In view of the long-standing shortage of doctors in Hong Kong, the government has proposed amending the regulations to open a pathway for non-locally trained Hong Kong doctors registered overseas to return and practice in Hong Kong without having to sit an examination. The protectionism of the medical profession has long been a stumbling block to solving the shortage of local doctors. The amendment of the regulations to allow the return of non-locally trained doctors to Hong Kong has been discussed in society for years, but no progress has been made. The amendment will break the wall of protectionism, but it remains to be seen what specific results it will achieve. If necessary, the authorities should further remove the unreasonable thresholds and barriers established by the medical profession.
While Hong Kong's population is ageing, the number of doctors in Hong Kong has failed to keep up with the needs of society. The waiting time for emergency services in public hospitals easily reaches several hours, while the average waiting time for a specialist is two years. As the training capacity of local medical schools is limited, the introduction of more qualified doctors registered overseas has been discussed by various parties countless times over the years. However, despite the passage of much time, significant progress has not been made due to vested interests and political resistance.
Over the years, whenever the relaxation of restrictions on non-locally trained doctors practising in Hong Kong was proposed, the medical profession would invariably go all-out to peddle the myth of the ''influx of quack doctors'' to protect their own interests. In the government's proposed amendment, the scope of qualified and non-locally trained doctors will be limited to those who are originally from Hong Kong. If the medical profession continues to make excuses, it will be paying no regard to the long-term interests of society.
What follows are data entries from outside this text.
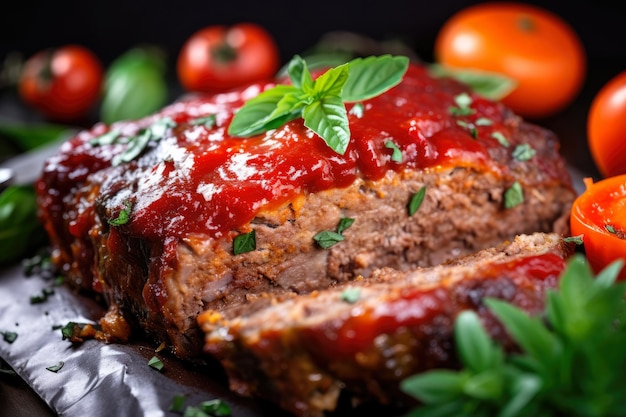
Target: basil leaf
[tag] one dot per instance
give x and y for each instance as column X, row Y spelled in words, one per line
column 396, row 156
column 327, row 238
column 513, row 196
column 245, row 242
column 344, row 223
column 328, row 118
column 330, row 83
column 490, row 85
column 260, row 113
column 474, row 346
column 437, row 386
column 371, row 76
column 134, row 85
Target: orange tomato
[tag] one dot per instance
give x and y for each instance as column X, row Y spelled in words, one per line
column 531, row 45
column 599, row 214
column 606, row 130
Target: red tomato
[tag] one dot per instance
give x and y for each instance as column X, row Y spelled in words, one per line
column 218, row 58
column 599, row 214
column 526, row 43
column 62, row 83
column 606, row 127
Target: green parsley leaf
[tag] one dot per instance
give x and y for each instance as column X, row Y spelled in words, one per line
column 206, row 121
column 56, row 367
column 501, row 139
column 358, row 110
column 523, row 152
column 155, row 363
column 319, row 102
column 245, row 242
column 124, row 215
column 9, row 337
column 327, row 238
column 350, row 295
column 463, row 102
column 344, row 223
column 490, row 85
column 396, row 156
column 513, row 196
column 416, row 200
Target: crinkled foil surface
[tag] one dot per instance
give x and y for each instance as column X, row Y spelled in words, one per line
column 98, row 379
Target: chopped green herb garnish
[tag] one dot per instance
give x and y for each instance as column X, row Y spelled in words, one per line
column 245, row 242
column 344, row 223
column 350, row 295
column 470, row 127
column 155, row 363
column 9, row 337
column 56, row 367
column 569, row 361
column 513, row 196
column 320, row 102
column 137, row 144
column 123, row 217
column 523, row 152
column 327, row 238
column 501, row 139
column 574, row 239
column 357, row 110
column 416, row 200
column 396, row 156
column 178, row 404
column 483, row 121
column 463, row 102
column 212, row 408
column 206, row 121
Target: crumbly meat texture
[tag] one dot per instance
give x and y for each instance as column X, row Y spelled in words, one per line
column 162, row 281
column 304, row 352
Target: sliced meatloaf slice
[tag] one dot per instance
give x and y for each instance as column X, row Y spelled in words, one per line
column 152, row 213
column 365, row 336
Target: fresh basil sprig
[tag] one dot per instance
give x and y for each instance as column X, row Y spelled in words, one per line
column 571, row 361
column 319, row 102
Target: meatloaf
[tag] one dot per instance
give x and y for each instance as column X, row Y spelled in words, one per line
column 363, row 337
column 169, row 216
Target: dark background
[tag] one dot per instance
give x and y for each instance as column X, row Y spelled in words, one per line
column 111, row 27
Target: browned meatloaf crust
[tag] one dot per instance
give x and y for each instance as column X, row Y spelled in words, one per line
column 364, row 337
column 171, row 259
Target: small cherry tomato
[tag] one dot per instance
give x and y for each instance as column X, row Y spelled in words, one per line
column 218, row 58
column 599, row 214
column 531, row 45
column 62, row 83
column 606, row 127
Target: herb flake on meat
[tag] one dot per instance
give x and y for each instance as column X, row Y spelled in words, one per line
column 524, row 152
column 514, row 195
column 416, row 200
column 245, row 242
column 396, row 155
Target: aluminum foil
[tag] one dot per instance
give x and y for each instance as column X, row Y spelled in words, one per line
column 98, row 379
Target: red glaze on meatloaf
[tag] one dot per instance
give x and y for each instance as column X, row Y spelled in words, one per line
column 146, row 211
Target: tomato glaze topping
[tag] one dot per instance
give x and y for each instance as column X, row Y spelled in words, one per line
column 198, row 179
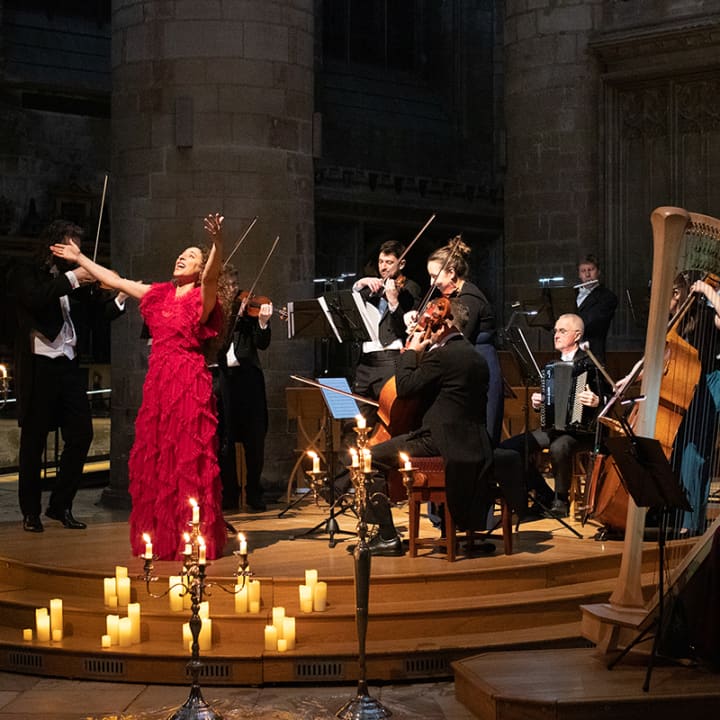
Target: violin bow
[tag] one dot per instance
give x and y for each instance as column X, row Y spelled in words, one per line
column 240, row 241
column 102, row 208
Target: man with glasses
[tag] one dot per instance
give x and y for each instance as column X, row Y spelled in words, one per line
column 561, row 444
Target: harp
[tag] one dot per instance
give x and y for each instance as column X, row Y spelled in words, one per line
column 682, row 240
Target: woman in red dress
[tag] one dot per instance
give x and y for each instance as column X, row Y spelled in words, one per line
column 174, row 457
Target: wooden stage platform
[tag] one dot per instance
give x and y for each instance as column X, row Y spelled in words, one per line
column 478, row 617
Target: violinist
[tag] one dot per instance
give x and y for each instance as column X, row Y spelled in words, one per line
column 243, row 401
column 441, row 365
column 387, row 298
column 448, row 270
column 56, row 311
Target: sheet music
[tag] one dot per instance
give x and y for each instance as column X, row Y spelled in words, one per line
column 341, row 406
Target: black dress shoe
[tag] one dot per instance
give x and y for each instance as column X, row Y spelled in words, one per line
column 383, row 548
column 32, row 523
column 66, row 518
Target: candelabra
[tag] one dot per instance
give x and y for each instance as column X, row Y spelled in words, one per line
column 363, row 706
column 194, row 583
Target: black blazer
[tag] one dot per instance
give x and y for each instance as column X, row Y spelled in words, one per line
column 453, row 380
column 37, row 296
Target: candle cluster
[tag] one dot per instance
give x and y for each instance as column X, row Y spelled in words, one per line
column 116, row 590
column 48, row 624
column 280, row 636
column 313, row 594
column 122, row 631
column 205, row 634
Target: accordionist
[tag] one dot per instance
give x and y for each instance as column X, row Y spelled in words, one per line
column 568, row 408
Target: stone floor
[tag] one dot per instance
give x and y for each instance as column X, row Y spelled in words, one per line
column 24, row 697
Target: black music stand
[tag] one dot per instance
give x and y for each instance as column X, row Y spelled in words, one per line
column 516, row 341
column 651, row 482
column 341, row 407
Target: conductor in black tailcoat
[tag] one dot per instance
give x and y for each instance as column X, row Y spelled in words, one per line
column 596, row 305
column 57, row 307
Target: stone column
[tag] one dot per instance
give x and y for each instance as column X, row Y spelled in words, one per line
column 551, row 114
column 212, row 111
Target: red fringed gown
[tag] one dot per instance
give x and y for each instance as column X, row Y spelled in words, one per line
column 174, row 457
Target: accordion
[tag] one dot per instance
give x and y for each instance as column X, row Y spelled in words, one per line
column 560, row 384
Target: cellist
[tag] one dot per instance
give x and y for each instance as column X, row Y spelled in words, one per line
column 442, row 365
column 386, row 299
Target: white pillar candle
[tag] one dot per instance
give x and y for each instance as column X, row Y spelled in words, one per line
column 109, row 589
column 205, row 637
column 278, row 615
column 289, row 632
column 56, row 622
column 306, row 598
column 134, row 615
column 112, row 626
column 320, row 597
column 123, row 591
column 254, row 594
column 187, row 635
column 241, row 599
column 125, row 632
column 175, row 589
column 270, row 637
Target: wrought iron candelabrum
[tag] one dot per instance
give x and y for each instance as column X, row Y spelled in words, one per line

The amendment bill will be submitted to the Legislative Council for its first reading early next month. It is expected to be adopted within this legislative term. After the amendment, non-locally trained doctors originally from Hong Kong who graduated from recognised medical schools and have attained the status as specialists will be allowed to practise in public hospitals for five years, and will be eligible for full registration in Hong Kong without having to sit an examination if their performance is assessed as satisfactory. The government will establish a special registration committee under the Medical Council of Hong Kong (MCHK) tasked with compiling a list of recognised medical qualifications.
Over the years, the medical profession has engaged in rampant protectionism in the name of ''professional autonomy'', and various consultation and discussion mechanisms inside and outside the Legislative Council have become its vehicles for impeding reform. While the profession is unhappy about the amendment, it is believed that many people will hope that some people in the profession will be honest about whether what they did in the past was in the public interest.
There are myriads of rankings of medical schools around the world. They cannot be trusted fully, but they can serve as points of reference. If the medical schools on the list are widely recognised internationally, there is nothing wrong if top medical schools in mainland China are included.
The amendment bill stipulates that doctors returning to Hong Kong should practise in public healthcare institutions for five years before they are qualified for full registration without having to sit an examination in Hong Kong. The relevant arrangements will help ease the shortage of doctors in public hospitals without affecting the private market in the short term. Given the urgent need of medical staff in public and private medical services, the introduction of more non-locally trained doctors is unlikely to affect the interests of local doctors. Some people in the profession have poured cold water on the amendment, arguing that it will attract around a hundred doctors back into Hong Kong at best. If so, the government should consider imitating measures adopted in places like Singapore and further expand the scheme of attracting qualified doctors overseas.